The UK government has been so desperate to be seen as reducing immigration figures that it has caused serious damage to the economy, as well as great distress. Universities are laying off staff and closing departments following the disastrous decision not to allow graduate international students to bring their families to the UK. My daughter and her family here in the US will have to negotiate the Minimum Income Requirement when they return to the UK, as her husband is not a British citizen. This is to be reviewed in the summer, but the previous government raised the required income by roughly £10,000, to £29,000, and proposed a similar increase this year. This policy has meant that many children grow up in poverty, without one of their parents – apparently the right to family life does not apply in their case. Ironically, these families often have to rely on benefits, and many find it harder to integrate. The Immigration Law Practitioners Association says the policy is ideological, not pragmatic, and ‘makes loving a person from abroad a privilege that only higher earners can afford’. It is a redundant policy because immigration and benefits rules already stop visa holders from claiming benefits before they are settled.

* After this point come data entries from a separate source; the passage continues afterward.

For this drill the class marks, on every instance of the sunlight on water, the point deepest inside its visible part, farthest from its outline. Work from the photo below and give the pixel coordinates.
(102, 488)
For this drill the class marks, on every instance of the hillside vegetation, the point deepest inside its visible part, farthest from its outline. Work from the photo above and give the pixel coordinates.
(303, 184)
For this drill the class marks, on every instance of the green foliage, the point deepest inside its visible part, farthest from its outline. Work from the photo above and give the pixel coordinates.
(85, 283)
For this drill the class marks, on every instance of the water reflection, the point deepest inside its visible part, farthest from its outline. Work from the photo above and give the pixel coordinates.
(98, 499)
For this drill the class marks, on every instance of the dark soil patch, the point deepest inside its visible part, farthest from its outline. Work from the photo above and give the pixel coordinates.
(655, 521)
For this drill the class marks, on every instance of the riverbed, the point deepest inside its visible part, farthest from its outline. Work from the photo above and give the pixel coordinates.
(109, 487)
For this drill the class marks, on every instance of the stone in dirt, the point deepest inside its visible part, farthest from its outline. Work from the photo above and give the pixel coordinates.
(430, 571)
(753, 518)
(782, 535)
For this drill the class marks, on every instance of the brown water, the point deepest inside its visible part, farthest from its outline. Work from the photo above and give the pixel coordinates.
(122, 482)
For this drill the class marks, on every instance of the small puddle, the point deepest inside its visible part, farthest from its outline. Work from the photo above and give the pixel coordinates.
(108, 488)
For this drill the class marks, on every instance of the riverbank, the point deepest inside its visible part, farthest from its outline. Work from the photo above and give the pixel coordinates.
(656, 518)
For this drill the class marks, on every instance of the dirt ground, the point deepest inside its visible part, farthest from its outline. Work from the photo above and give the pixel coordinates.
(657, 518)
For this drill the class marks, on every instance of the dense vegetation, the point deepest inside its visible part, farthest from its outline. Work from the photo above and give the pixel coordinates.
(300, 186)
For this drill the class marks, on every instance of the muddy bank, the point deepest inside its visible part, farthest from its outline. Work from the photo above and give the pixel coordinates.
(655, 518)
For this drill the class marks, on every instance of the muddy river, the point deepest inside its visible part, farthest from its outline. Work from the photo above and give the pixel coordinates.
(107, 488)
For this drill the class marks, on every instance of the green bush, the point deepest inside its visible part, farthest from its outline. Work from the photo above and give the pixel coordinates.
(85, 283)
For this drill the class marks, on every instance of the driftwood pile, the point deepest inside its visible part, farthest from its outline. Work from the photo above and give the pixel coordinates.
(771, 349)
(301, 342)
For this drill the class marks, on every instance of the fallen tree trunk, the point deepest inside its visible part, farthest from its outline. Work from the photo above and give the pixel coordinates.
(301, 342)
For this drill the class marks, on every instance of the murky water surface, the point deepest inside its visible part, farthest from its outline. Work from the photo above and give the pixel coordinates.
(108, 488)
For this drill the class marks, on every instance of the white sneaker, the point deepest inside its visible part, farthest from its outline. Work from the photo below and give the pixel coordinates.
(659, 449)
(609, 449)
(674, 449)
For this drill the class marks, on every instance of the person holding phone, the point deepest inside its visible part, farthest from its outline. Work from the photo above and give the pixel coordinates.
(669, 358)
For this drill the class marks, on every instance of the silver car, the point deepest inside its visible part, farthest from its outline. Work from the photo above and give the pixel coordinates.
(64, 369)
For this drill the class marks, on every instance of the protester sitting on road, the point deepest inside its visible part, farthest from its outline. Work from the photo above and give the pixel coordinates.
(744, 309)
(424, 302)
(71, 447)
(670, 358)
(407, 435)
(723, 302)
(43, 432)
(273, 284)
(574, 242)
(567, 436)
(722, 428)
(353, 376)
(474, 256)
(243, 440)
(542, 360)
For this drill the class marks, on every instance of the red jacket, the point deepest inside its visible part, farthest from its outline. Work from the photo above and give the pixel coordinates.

So, will it be a case of ‘What America does today Britain does tomorrow’? Bear in mind that the need for asylum is only going to increase with the changing climate and increasing environmental destruction. What are the attitudes and assumptions that lie behind immigration and asylum policies in both countries, and are they comparable? Despite the differences in scale, I believe there are unmistakable similarities: migration is a threat and our borders are not secure; politicians need to keep us safe from this threat; migrants are potentially dangerous; immigration is behind social ills such as lack of housing; migrants are ‘not like us’ – their cultures are incompatible with ours… 

In both countries a history of colonialism and slavery informs attitudes. In Britain, some politicians hold views very close to those of Donald Trump – a number attended his inauguration. Before things fall apart here, those in power need to tell the truth about migration, build a fair and compassionate asylum system, and face down those who seek to dehumanise migrants. We’ve seen what happens when they don’t: the centre cannot hold.


Catherine is part of the Quaker Asylum and Refugee Network (QARN).